Le flou règne autour des doses employées. Nous apprenons juste qu’il s’agit de doses majeures, au point que ce traitement est comparé à des chimiothérapies lourdes (p. 715).
En ce qui concerne la fréquence et la durée d’adminitration, plus d’informations sont dévoilées : c’est 20 jours de traitement par mois au moins à un moment donné et que la durée du traitement pour ce sujet en particulier a été d’un an.
Les critères d’évaluation retenus ici ne correspondent en aucun cas à des symtômes ou caractéristiques des troubles du spectre autistique.

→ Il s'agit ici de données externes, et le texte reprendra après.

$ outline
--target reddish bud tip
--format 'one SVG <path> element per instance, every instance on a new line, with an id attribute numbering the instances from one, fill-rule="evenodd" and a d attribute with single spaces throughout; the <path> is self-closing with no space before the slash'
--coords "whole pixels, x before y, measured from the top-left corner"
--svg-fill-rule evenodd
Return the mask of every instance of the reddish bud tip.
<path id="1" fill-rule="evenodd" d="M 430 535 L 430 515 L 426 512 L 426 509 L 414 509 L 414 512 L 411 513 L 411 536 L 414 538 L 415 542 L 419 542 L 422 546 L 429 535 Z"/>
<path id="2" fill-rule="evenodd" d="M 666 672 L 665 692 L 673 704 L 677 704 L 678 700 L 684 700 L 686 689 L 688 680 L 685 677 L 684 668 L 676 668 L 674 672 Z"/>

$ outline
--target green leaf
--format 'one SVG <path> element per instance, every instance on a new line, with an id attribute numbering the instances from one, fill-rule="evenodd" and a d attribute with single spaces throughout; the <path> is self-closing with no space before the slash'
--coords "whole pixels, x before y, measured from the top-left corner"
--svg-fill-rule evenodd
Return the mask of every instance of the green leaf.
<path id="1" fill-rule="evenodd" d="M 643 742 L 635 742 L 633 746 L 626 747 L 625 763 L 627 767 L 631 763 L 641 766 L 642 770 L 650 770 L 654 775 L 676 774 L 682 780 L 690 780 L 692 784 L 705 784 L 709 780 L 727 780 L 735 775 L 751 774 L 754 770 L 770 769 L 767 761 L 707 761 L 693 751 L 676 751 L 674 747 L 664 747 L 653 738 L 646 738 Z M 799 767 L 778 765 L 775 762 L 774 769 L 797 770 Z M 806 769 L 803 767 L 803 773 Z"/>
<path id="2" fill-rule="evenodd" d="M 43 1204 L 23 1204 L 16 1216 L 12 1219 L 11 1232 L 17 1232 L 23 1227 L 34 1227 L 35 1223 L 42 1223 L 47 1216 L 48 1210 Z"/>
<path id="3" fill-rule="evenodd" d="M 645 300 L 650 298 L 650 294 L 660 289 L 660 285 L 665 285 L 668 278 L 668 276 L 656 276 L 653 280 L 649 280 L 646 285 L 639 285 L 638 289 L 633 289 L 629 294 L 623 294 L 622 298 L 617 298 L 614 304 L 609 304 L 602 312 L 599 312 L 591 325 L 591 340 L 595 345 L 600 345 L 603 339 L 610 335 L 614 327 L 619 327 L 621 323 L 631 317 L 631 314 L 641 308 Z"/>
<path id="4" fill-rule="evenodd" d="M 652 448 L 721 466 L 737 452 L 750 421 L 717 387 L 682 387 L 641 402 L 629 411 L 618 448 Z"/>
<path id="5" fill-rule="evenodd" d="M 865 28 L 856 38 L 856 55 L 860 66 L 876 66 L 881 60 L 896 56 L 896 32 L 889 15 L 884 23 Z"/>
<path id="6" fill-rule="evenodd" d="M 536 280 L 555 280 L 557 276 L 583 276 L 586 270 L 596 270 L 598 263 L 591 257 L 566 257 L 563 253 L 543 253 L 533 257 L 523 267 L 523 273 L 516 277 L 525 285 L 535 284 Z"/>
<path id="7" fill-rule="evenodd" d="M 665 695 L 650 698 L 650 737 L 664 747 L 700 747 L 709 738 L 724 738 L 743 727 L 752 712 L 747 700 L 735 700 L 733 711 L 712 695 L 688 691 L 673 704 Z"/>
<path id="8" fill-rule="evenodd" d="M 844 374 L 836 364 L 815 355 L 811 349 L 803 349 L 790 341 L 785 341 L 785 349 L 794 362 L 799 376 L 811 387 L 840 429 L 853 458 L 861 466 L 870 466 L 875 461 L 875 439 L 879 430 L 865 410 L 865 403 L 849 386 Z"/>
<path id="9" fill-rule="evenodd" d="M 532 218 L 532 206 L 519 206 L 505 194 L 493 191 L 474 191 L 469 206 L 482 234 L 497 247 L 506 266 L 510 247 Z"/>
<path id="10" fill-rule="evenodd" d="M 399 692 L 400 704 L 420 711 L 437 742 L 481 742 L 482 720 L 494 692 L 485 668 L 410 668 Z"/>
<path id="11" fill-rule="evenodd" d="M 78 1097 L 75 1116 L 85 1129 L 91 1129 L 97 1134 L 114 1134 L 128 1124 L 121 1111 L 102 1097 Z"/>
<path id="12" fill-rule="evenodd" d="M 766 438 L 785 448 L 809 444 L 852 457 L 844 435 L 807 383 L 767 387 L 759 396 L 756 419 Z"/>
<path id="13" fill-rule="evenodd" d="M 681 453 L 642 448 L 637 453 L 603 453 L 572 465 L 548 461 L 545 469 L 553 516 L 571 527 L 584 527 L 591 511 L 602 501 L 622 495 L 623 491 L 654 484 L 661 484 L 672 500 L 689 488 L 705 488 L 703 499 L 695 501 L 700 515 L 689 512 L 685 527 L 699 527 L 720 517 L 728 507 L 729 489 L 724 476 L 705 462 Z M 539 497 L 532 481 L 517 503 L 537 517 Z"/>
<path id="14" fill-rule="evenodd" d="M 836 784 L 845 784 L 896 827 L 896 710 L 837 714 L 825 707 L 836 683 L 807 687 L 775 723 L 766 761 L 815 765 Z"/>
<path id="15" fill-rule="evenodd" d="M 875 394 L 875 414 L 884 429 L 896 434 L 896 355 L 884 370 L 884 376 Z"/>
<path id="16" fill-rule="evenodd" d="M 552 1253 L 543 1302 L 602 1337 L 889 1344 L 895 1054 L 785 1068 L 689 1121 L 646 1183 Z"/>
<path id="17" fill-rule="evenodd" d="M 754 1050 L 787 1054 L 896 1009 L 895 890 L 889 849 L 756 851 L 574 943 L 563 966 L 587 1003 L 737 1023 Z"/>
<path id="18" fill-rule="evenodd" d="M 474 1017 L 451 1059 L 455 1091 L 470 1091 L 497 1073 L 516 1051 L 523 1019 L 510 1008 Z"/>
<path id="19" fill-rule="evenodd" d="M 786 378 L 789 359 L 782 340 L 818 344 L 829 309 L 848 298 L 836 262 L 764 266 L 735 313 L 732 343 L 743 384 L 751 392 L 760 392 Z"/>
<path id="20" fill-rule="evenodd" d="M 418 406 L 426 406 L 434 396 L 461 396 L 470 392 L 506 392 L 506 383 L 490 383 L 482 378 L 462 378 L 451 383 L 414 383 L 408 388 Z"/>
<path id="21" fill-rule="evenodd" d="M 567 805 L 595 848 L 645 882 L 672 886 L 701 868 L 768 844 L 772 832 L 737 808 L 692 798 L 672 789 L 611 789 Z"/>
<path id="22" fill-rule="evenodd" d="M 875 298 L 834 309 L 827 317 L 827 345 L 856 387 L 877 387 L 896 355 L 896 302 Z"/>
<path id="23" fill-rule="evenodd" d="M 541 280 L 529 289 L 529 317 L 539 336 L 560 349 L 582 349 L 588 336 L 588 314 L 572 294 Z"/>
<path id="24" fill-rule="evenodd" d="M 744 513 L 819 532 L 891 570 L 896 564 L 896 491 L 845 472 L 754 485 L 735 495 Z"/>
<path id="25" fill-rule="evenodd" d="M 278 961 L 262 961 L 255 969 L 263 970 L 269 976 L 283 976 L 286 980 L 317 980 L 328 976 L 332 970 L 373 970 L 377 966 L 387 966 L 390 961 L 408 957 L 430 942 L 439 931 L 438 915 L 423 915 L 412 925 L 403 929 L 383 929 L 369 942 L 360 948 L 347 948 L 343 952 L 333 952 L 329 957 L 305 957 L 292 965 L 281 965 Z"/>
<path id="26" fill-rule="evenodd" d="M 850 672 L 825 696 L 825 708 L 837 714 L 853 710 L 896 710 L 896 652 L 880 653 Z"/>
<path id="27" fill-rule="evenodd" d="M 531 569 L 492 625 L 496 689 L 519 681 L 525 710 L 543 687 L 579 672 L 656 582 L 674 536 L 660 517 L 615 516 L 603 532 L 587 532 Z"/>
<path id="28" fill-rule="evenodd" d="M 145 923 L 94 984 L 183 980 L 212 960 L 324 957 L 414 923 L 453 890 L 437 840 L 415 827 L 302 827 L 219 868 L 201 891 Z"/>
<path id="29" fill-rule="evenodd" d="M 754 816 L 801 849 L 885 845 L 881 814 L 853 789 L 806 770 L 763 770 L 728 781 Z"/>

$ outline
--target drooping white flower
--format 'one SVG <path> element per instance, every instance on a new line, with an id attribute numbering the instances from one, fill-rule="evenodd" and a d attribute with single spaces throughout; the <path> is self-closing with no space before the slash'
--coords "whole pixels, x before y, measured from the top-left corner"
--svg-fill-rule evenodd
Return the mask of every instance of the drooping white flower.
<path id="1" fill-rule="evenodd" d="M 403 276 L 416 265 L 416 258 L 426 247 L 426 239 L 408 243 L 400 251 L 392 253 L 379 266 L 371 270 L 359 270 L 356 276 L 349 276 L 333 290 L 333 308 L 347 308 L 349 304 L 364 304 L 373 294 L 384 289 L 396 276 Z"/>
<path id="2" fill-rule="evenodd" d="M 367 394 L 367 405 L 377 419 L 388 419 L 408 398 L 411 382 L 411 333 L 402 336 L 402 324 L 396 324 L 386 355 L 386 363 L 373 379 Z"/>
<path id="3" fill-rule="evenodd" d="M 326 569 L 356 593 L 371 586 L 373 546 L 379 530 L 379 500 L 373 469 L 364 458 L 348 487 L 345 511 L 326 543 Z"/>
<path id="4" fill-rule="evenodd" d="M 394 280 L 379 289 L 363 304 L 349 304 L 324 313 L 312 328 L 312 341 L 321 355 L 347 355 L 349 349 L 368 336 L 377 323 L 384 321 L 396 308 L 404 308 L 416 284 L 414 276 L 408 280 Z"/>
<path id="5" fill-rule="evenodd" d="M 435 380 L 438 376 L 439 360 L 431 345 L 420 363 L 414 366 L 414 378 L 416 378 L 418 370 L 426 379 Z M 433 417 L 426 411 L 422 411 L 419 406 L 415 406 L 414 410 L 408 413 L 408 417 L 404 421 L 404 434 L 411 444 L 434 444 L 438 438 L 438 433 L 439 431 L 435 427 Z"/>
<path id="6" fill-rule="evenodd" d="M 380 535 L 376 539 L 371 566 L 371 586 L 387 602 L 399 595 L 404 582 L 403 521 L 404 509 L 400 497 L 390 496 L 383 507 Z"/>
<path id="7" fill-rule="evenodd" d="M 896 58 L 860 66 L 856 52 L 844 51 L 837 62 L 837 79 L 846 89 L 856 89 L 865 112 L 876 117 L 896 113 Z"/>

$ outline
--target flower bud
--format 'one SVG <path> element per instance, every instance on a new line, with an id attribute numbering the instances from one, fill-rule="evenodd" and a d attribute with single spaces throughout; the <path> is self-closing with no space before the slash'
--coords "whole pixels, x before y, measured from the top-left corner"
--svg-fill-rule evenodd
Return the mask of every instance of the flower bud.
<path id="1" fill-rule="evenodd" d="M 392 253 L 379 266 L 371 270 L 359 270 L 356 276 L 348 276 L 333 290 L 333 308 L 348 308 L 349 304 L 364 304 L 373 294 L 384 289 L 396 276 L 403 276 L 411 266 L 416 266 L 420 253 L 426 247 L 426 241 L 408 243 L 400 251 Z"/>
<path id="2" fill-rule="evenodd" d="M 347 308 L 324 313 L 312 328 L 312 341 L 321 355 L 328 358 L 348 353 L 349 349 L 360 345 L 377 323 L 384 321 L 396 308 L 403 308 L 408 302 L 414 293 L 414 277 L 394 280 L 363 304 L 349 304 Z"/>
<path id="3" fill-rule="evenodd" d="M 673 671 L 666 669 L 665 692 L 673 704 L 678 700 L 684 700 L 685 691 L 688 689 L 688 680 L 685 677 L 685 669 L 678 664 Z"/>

Pour les tests cognitifs, un Wechsler a été fait avant, et les matrices de Raven après. Comment comparer si on n’utilise pas le même outil avant/après ? D’ailleurs, les autistes réussissent bien mieux le test des matrices selon les travaux d’un chercheur en autisme, le prof. Mottron.
Le résultat serait à rapprocher de la guérison des leucémies
page 715
Cette phrase vient comme un cheveu sur la soupe et contredit l’évaluation qui est faite, montrant des progrès bien plus modestes.
« Dans la littérature internationale, il est fait mention de la mise en place de protocoles semblables pour traiter de nombreux enfants. L’amélioration de l’état général de ces jeunes patients serait rapide dans plus de la moitié des cas et notamment chez les enfants les plus jeunes (moins de 7 ans). »
p 715
Il n’y a rien de tel dans la « littérature internationale ». L’on constatera l’absence totale de référence.
« Des travaux récents de plus en plus nombreux [1–3,8] suggèrent l’existence d’un lien entre la maladie de Lyme et le syndrome autistique »
p 712
Cette affirmation est totalement contraire au consensus scientifique
« D’autres incriminent … chutes, vaccinations, choc électrique » [pour l’apparition du syndrome autistique] p 712
Il s’agit bien entendu de fake news.
Selon Nicolson, 58% des patients avec autisme présenteraient une sérologie positive aux mycoplasmes
p 712
Ce chiffre avancé, outre le fait qu’il n’a jamais confirmée par une équipe indépendante, a été contredit par autre étude. L’auteur cité attribue toutes sortes de pathologies aux mycoplasmes des vaccins. Plus d’infos sur cet auteur antivax.
Des sources non pertinentes ou hors sujet sont listées.
Sur les 12 publications citées (p. 71) :
Pascale Planche est psychologue, enseignante-chercheuse. Elle est l’auteure, entre autres, d’un article sur l’éthique de la recherche et l’intégrité scientifique mais cautionne une expérimentation sauvage sur des enfants vulnérables.
Michel Botbol, psychiatre, auteur de nombreuses publications, s’intéresse entre autres à la psychanalyse et au syndrome de Munchhausen par procuration mais ne remet pas en cause un diagnostic aux contours flous d’infections bactériennes dont seraient victimes les enfants autistes, malgré l’absence de preuves en la matière.